会社には電話をし、体調不良だと言って、有給を取ることにした。私の声を聞いた課長は、風邪をこじらせたとでも思ったようだった。
「ゆっくり休みなさい。」と言っていた。

私と篤志は、同じ会社に勤務している。だから会いたくなかった。
篤志との楽しかった日々を思い出しては泣き、泣きながら思い出すを繰り返し、魔のループの真っ只中にいた。食欲もなく、何にもする気になれなかった。

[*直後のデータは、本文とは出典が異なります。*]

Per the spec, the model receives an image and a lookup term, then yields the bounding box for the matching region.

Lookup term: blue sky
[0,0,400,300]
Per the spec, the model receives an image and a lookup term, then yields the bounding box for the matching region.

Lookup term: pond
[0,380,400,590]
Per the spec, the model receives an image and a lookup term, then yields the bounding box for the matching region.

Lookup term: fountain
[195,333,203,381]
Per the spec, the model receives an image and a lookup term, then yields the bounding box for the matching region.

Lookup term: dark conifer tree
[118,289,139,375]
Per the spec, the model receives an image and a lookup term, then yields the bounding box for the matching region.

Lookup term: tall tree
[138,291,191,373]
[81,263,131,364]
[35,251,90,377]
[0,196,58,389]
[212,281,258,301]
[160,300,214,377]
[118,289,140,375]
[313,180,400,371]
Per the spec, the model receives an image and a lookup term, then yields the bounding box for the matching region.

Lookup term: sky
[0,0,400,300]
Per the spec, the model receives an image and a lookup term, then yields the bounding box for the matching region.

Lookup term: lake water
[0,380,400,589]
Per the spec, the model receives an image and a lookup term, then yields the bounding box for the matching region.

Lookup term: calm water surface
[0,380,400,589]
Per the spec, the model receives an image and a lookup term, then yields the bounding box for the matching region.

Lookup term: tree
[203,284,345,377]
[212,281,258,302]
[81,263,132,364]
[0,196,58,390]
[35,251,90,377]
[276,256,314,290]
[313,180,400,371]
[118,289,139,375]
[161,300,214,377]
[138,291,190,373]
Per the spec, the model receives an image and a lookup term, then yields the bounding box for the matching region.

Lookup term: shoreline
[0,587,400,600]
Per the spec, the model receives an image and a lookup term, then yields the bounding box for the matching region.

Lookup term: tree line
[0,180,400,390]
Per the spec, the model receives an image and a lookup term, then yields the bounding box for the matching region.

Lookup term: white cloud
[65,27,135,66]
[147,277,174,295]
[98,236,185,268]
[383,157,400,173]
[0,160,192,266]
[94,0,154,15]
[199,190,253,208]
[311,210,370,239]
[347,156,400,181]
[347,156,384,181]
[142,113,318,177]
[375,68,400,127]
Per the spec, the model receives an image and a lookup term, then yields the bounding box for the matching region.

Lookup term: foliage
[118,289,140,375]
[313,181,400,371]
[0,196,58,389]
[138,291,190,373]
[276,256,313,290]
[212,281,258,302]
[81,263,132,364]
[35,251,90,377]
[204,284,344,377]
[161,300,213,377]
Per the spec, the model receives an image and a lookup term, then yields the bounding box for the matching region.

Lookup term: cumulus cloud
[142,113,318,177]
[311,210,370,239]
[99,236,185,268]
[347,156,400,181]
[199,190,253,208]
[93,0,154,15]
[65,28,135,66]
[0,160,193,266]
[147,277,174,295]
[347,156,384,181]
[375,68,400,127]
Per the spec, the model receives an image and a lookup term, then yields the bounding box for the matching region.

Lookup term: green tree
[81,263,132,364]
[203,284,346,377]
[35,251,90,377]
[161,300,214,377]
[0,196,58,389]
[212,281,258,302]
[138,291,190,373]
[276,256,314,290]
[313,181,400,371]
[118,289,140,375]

今までに、失恋は何度か経験している。でも、プロポーズを受けた後に破局したのは初めて。うれしさが強かった分、今回のダメージは耐え難く辛かった。
もういい加減何とかしなきゃと思っても、何かをするたびに、篤志と過ごした日々を思い出してしまう。五年も付き合っていた彼を忘れることができるのかどうか、私は迷宮に追い込められたウサギのように暗い森の中をさまよっているようだった。

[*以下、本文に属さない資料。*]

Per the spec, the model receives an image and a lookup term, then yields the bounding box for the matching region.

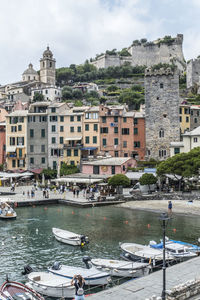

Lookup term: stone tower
[40,47,56,85]
[145,68,180,160]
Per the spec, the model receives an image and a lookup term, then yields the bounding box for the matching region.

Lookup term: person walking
[168,201,172,216]
[71,275,85,300]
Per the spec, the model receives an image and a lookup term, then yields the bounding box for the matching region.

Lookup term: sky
[0,0,200,84]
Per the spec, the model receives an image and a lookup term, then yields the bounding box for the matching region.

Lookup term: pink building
[0,107,8,164]
[82,157,136,175]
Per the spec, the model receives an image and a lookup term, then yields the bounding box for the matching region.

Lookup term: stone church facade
[145,68,180,160]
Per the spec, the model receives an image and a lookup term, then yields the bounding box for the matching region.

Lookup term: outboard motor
[52,261,61,270]
[83,256,91,269]
[80,234,89,247]
[22,265,33,275]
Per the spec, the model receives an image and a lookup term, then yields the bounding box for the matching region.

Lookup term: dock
[89,257,200,300]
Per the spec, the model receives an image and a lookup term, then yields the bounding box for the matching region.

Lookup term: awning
[81,147,97,150]
[51,178,103,184]
[6,146,16,152]
[65,136,82,141]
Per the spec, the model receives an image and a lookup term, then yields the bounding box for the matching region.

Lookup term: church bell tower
[40,46,56,86]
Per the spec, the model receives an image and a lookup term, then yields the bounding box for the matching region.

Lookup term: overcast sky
[0,0,200,84]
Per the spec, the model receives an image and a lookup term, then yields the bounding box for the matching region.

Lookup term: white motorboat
[149,238,197,260]
[52,228,89,246]
[0,280,44,300]
[26,272,75,299]
[120,243,174,265]
[48,262,110,285]
[0,201,17,220]
[91,258,151,278]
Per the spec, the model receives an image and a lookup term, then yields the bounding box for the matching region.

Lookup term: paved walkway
[89,257,200,300]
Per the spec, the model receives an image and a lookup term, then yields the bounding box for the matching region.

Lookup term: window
[102,117,106,123]
[174,148,180,154]
[67,149,71,156]
[133,128,138,135]
[101,127,108,133]
[30,129,34,138]
[93,124,98,131]
[85,124,90,131]
[102,139,107,146]
[123,141,127,148]
[159,150,167,157]
[41,129,45,137]
[41,157,45,164]
[122,128,129,135]
[12,159,16,168]
[134,142,140,148]
[159,129,165,138]
[74,149,78,156]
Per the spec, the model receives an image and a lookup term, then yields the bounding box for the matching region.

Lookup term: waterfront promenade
[89,257,200,300]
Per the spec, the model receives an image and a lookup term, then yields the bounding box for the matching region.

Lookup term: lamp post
[159,213,170,300]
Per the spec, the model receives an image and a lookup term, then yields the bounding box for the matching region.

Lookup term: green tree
[108,174,130,187]
[33,93,44,102]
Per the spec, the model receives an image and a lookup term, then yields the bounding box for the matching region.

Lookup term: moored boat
[0,280,44,300]
[91,258,151,278]
[26,272,75,299]
[0,201,17,220]
[48,262,110,285]
[52,228,89,246]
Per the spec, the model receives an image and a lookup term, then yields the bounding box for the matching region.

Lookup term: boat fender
[22,265,33,275]
[52,261,61,270]
[83,256,91,269]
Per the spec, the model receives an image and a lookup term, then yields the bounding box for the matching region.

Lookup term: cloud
[0,0,200,84]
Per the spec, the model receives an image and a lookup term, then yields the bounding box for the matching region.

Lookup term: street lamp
[159,213,170,300]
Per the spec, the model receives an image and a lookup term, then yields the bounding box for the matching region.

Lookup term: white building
[170,126,200,156]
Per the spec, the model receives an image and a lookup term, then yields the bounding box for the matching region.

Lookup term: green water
[0,206,200,284]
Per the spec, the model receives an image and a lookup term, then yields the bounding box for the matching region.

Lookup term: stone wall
[145,68,180,160]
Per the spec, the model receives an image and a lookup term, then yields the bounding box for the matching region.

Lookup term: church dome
[43,46,53,58]
[22,63,38,75]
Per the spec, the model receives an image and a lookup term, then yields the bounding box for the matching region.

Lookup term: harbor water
[0,205,200,284]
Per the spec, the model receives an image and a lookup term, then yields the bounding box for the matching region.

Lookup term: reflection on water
[0,206,200,284]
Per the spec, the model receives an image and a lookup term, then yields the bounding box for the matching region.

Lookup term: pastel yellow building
[6,110,28,170]
[179,104,190,133]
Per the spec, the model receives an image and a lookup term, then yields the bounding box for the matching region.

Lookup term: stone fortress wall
[91,34,186,71]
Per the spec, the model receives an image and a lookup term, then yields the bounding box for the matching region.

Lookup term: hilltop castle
[91,34,186,71]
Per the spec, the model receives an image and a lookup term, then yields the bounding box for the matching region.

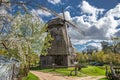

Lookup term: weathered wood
[40,18,75,68]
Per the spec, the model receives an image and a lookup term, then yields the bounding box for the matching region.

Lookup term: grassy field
[22,73,39,80]
[100,78,108,80]
[40,66,105,76]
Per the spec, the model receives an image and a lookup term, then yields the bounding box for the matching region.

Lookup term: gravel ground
[30,71,105,80]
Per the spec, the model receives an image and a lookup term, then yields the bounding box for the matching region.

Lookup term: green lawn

ふと、床に落ちていた雑誌に目をやると、サラ・ジェシカ・パーカーの記事が目に入った。
彼女が主演した映画で結婚式をすっぽかされた主人公が、友達と旅に出るというシーンがあったことを思い出した。

「そうだ、私もどこか行こう…。」

一度、自分をリセットしなくては何にもできない。
のそのそと、ノートパソコンを出して、ネットで検索した。
検索ワードは「失恋・離島・旅行」。
誰も私のことを知らないところに行きたかった。今すぐこの環境を変えなければと思った。
さまざまなページを見てはいるが、これといったところがない。リゾートなんかじゃなくていい。何にも考えなくて済むところ、そんなところに行きたかった。

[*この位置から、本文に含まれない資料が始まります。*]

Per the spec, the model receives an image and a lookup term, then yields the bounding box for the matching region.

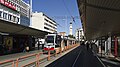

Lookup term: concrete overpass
[77,0,120,39]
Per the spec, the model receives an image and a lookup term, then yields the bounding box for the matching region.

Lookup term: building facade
[0,0,30,26]
[31,12,57,33]
[75,28,84,41]
[59,32,66,36]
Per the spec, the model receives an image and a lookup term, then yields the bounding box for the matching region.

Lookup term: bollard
[36,54,39,67]
[16,58,19,67]
[12,61,15,67]
[48,50,50,61]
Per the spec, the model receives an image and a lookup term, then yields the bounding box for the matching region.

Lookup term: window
[3,13,7,19]
[8,14,12,20]
[0,11,2,18]
[13,16,16,22]
[16,17,19,23]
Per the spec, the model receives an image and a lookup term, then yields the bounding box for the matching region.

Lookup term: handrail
[0,59,15,64]
[0,44,79,67]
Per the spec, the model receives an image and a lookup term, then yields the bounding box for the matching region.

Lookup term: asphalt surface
[46,45,104,67]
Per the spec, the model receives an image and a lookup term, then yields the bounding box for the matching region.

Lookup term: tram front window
[46,36,54,43]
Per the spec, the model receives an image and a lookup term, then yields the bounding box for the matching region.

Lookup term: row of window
[0,11,20,23]
[44,23,56,29]
[2,0,29,15]
[44,27,55,32]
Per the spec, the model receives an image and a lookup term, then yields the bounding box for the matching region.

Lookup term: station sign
[0,0,16,10]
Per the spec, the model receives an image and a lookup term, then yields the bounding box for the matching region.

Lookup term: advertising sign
[0,0,16,10]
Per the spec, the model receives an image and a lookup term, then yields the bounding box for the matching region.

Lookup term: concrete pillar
[108,37,112,53]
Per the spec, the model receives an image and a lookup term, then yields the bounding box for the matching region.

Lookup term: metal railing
[0,44,78,67]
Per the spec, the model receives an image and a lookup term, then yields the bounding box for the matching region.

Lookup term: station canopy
[77,0,120,39]
[0,20,48,38]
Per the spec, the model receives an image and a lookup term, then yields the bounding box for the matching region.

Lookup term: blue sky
[24,0,81,34]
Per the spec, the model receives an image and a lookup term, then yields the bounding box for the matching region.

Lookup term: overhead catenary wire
[62,0,76,24]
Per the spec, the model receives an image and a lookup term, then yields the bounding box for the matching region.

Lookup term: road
[46,45,105,67]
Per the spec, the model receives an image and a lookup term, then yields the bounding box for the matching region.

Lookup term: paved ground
[46,46,104,67]
[97,54,120,67]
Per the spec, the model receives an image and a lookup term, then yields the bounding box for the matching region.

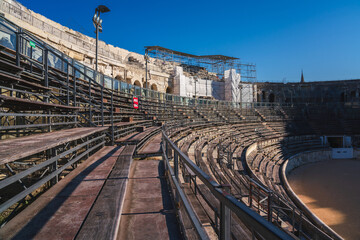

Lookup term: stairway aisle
[118,159,182,240]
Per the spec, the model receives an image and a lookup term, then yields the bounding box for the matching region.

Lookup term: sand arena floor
[288,160,360,240]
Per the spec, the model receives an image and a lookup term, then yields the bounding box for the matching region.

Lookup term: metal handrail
[162,130,293,239]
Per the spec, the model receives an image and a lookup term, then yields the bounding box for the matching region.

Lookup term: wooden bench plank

しばらくぼーっとパソコンの画面を見ていると、まぶしい海と白い船の写真が目に飛び込んできた。
新潟県の佐渡ヶ島というところのようだ。ここなら篤志との思い出はないし、一人で考える時間もできる。

船に乗って本州を離れるというところに惹かれ、ここに行くことに決めた。
離島ではあるけど、船もかなりの便が出ているし、今から支度しても今日中には着ける。そう確信した私は、旅行カバンに荷物を詰め、東京駅へと急ぐことにした。